Background: Progressive retinal degeneration without retinal pigmentation has been repeatedly observed in Korean nephronophthisis (NPHP) type 1 patients with a total homozygous deletion of NPHP1.
Design: Retrospective case series.
Participants: Patients with clinical diagnosis of NPHP and genetic diagnosis of total deletion of NPHP1 (n = 5) were included in this study.
Methods: Patients with clinical diagnosis of NPHP (n = 57) were screened for total deletion of NPHP1 by polymerase chain reaction (PCR) for the 20 exons of NPHP1. The clinical and ophthalmological findings of NPHP type 1 patients were reviewed. Additionally, four exons of MALL, a gene adjacent to NPHP1, were amplified using PCR, and amplification failure was considered a homozygous deletion encompassing the corresponding exons.
Main outcome measure: Ophthalmological findings in NPHP type 1 patients.

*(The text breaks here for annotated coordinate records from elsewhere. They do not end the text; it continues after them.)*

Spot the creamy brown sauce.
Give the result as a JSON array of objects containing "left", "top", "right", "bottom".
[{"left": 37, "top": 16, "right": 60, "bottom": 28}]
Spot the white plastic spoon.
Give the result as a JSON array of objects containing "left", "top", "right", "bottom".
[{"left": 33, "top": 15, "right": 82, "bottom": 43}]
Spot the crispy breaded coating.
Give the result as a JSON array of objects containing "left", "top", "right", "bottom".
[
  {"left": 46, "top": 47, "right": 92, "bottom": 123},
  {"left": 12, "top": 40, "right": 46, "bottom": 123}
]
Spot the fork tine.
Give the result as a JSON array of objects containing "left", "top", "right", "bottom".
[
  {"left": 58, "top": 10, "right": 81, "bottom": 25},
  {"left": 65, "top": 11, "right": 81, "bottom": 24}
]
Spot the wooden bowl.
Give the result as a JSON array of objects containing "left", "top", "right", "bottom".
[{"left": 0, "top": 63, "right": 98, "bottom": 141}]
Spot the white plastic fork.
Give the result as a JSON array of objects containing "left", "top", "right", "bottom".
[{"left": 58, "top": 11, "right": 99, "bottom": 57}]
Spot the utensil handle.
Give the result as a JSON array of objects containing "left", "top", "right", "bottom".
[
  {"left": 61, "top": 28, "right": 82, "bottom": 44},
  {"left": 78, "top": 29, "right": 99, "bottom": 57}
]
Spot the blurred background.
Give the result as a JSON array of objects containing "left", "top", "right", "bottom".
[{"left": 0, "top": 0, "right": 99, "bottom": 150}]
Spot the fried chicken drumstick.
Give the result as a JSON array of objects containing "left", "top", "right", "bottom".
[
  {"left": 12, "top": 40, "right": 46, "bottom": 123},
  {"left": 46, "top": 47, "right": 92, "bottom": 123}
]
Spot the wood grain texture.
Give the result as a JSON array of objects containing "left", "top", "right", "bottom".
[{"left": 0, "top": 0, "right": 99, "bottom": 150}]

Results: Five of 57 patients with clinical diagnosis of NPHP were diagnosed as having NPHP type 1 by genetic analysis. Chronic renal failure was diagnosed in these five patients at 7.9-15.4 years of age. All the patients with NPHP type 1 had progressive decline in visual acuity with various ages of onset (2-17 years). Ophthalmological examinations revealed unexpected findings of retinopathy with large or small flecks, which was compatible with Stargardt-like retinopathy or albipunctatus retinopathy in majority of them (four of five). The genetic study revealed an additional deletion of exon 1 of the adjacent gene MALL.
Conclusions: We report the unexpectedly common retinal involvement of NPHP type 1 with an additional MALL deletion in a Korean cohort.
Keywords: MALL; NPHP1; nephronophthisis; retinopathy.
© 2014 Royal Australian and New Zealand College of Ophthalmologists.